電子棚札 coverジャパンディスプレイ(JDI)は5月をめどに、電子ペーパーを使った同社製の「電子棚札」の内容を書き換えるソフトウエアの販売を始める。小売店に設置した同棚札の商品名や価格などを20秒程度で書き換えられる。これまでJDIは同ソフトウエアを扱っておらず、顧客は別企業から書き換え用のシステムを購入する必要があった。価格は液晶ディスプレーなどを使う電子棚札のシステムと同程度で提供する。

 JDIは電子棚札とともに内容書き換えソフトも自社で提供することで顧客の利便性を高める。電子ペーパーの電子棚札は横幅が一般的な電子棚札に比べて5倍程度の30センチメートルと広い。白・黒・赤の3色を使い、一つの製品情報を大きく表示したり、画面を分割して複数の製品情報を映したりできる。



 そのほかクーポンを配信する2次元コード「QRコード」などの図柄も表示可能。またコイン電池3個で動くため、既存の棚に設置しやすい。1日2回の書き換えで3年程度電池交換が不要。
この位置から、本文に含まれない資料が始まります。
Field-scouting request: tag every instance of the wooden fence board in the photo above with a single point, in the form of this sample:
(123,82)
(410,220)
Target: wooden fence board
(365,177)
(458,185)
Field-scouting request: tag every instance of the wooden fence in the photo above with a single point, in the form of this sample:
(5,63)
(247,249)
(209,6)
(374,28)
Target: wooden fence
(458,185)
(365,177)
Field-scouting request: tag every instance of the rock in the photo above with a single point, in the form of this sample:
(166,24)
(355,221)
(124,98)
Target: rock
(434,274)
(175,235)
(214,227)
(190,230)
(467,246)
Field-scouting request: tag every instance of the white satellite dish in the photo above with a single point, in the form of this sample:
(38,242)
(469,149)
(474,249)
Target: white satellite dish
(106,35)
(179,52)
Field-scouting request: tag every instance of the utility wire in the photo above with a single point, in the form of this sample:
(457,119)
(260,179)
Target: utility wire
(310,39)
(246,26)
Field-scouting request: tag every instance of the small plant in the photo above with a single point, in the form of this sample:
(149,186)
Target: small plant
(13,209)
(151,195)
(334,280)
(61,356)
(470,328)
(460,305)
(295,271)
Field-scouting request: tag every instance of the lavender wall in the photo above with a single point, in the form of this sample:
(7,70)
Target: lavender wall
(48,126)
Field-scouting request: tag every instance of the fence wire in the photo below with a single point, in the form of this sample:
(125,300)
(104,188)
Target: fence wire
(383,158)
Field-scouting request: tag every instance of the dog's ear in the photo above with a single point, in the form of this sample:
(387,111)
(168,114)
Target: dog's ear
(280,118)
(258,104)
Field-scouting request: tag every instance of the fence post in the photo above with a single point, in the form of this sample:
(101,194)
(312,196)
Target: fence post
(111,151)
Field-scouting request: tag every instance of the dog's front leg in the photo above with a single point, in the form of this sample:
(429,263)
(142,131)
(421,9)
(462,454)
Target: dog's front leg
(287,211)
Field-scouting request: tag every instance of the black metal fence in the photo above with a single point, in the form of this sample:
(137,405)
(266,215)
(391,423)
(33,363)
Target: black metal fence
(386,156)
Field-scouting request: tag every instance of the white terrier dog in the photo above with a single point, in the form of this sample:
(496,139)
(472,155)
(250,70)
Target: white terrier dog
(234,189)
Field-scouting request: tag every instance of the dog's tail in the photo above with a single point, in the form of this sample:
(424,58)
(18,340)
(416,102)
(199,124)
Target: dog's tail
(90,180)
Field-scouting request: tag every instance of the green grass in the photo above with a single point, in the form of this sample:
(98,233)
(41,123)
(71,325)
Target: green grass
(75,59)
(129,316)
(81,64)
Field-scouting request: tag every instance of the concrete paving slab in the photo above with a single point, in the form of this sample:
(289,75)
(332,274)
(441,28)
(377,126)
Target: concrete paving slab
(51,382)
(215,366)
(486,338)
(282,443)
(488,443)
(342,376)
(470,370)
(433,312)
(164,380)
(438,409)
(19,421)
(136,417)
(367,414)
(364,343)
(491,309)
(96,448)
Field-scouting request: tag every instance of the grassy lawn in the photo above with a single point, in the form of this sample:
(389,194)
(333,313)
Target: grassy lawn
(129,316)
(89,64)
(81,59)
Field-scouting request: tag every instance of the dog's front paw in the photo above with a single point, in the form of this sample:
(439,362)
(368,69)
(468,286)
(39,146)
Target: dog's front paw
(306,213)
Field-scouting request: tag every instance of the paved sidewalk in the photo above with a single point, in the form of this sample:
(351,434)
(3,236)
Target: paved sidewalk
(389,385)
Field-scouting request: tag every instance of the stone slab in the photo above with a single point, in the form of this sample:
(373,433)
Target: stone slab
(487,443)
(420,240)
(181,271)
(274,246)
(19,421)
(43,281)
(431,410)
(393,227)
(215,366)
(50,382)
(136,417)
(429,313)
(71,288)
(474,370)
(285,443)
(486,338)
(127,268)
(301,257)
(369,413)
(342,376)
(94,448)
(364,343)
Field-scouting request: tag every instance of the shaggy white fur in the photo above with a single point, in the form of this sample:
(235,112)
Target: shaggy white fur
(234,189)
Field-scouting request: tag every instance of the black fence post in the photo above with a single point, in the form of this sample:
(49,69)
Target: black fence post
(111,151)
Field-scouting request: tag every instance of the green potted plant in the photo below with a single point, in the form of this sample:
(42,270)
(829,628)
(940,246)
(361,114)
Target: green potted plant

 液晶ディスプレーなどを使う従来の電子棚札は棚の周囲に電源を用意する必要があった。さらに厚さは今回の電子棚札に比べて約3倍の3センチ―4センチメートル程度で、通路が狭くなる課題があった。

 JDIは足元の売上高の8割をモバイル分野が占める。将来はモバイル以外の分野を5割に引き上げる考えで、電子棚札の書き換えシステムなどを積極的に拡販する。